My husband came home. He was impressed with the weight loss, but he was concerned about my lack of energy, my stomach issues, and a newly found lump in my neck. So, I went to the doctor. I was treated for a book of stuff. I blew off the lump in my neck but finally made an appointment to appease my husband. As a result, I had blood tests, ultrasounds, and multiples scans. You name it I had it done. Finally, the doctor suggested that I go get a biopsy because it seems to show that I had cancerous looking nodules, nine to be exact.
Waiting for that biopsy seemed to take forever. And that forever turned into the most scariest call I ever had. “Mrs Coates, blah blah blah ….cancer.” Cancer that word is like a death sentence. Yes, I was diagnosed with Thyroid Cancer. What do I do? How do I tell anyone? What’s next? My kids!!! My husband!! To be honest, I was scared…no I AM scared, but I told myself to pray for strength. Whatever happens…I needed strength.

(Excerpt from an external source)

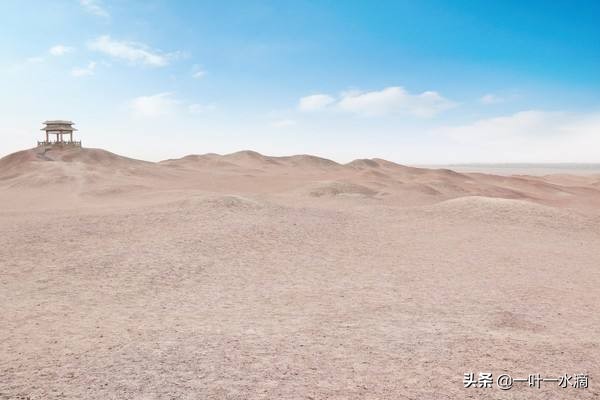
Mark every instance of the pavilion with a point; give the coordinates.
(59, 128)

That same day I realized that if I didn’t lose weight I would have just gotten sicker and sicker.
As I sit and talk to with my doctors about concerning symptoms, I realized that the warning signs were there. I just chalked it up to being fat.
Knowing all of this, I got really sad and I ate, and I ate. And I ate some more. Then it hit me. Snap out of it. Put the food away and live. I am strong enough to face Cancer. I don’t need the extra junk. I want to be healthy. I want to live to see my children have children. I want to be able to enjoy life.
Thyroid cancer, if caught in time, has a high recovery rate. I have to get my thyroid removed and any lymph nodes if the cancer has moved to them. I will have my surgery in the next two weeks. I am scared, but I know all will be fine. I also found a new outlook on life….a healthy one.
Every day, I post on Facebook and Instagram about being happy. I am happy. Yeah, I had a moment where I didn’t get out of bed. I had a moment where I cried. I had a moment when I questioned my life. Yesterday, I finally shared with my children what was going on. Talking to them made me realize that I have no time to be sad or depressed. I know I will come out of this fine. So, I have to enjoy my life to the fullest because I only get one and wasting time being sad is interfering with my time to be happy.
I am also proud of myself, right now. I am proud that I am up and moving. I am proud that I am even sharing this with you. I am a private person and sharing so much about myself is a bit intimidating. However, Sharing my story may inspire others to be healthy or educate themselves on cancer and even being healthy. I believe God put me here to uplift, teach and inspire. I believe sharing my story does that.